1ページずつの更新になってじれったいところがあるかもしれませんが、左の「最新のページを読む」のリンクと下のRSSフィードは使いやすくなっていると思います。よろしければご活用ください。
RSSの詳細については、RSSナビあたりをご参考に。当サイトもしばらく前にここに登録したので、特に問題がなければそのうち表示してもらえるかと思います。
2007/1/22: 第二話 4p.
今日からは、少しまともに翻訳しています。それでもペローが出てくるシーンに比べれば、字数は少ないものですが…。
2007/1/19: 第二話 3p.
第二話の表紙。訳すところが少ないページが続いていて、何だかすいません。
今回も大きな描き文字がありますが、表紙ということもあってルビは略しました(前のページとほとんど同じ表現ですし)。
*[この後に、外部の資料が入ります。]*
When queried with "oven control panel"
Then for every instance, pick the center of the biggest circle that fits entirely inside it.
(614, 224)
ちなみに、こういう音を表す描き文字は、英語圏では"sound effect"と言われています。日本のマンガの翻訳では、向こうの描き文字にすっかり直す場合と、ルビを振る場合の二つの対応があるようです。
2007/1/17: 第二話 2p.
第二話 2 ページ目です。描き文字に律儀にルビを入れているのですが、ここまで自明のものにはいらないような気も。
前回書きそびれましたが、当面の間、月・水・金に 1 ページずつ更新していく予定です。サイトの手入れも細々と継続中。
2007/1/15: 第二話 1p.
今回から第二話の始まりです。
…どこも訳してるところがないような気もしますが、ともかく始まりです。
新たに「コミックズー」というサイトに登録させていただきました。そちら経由で来られた方、はじめまして。日本のマンガとは風合いが異なるところもあるかと思いますが、できますればよろしくお付き合いください。
2007/1/13: 第二話 準備中
今日は本編の更新はありません。文字通り一段落付いたところなので、サイトのに少し手を入れました。
1. 本家の真似をして、一言掲示板を付けてみました。上にある[ヒトコト]をクリックすると表示できます。メールするほどでもないがヒトコト言いたい、というようなときにご利用ください。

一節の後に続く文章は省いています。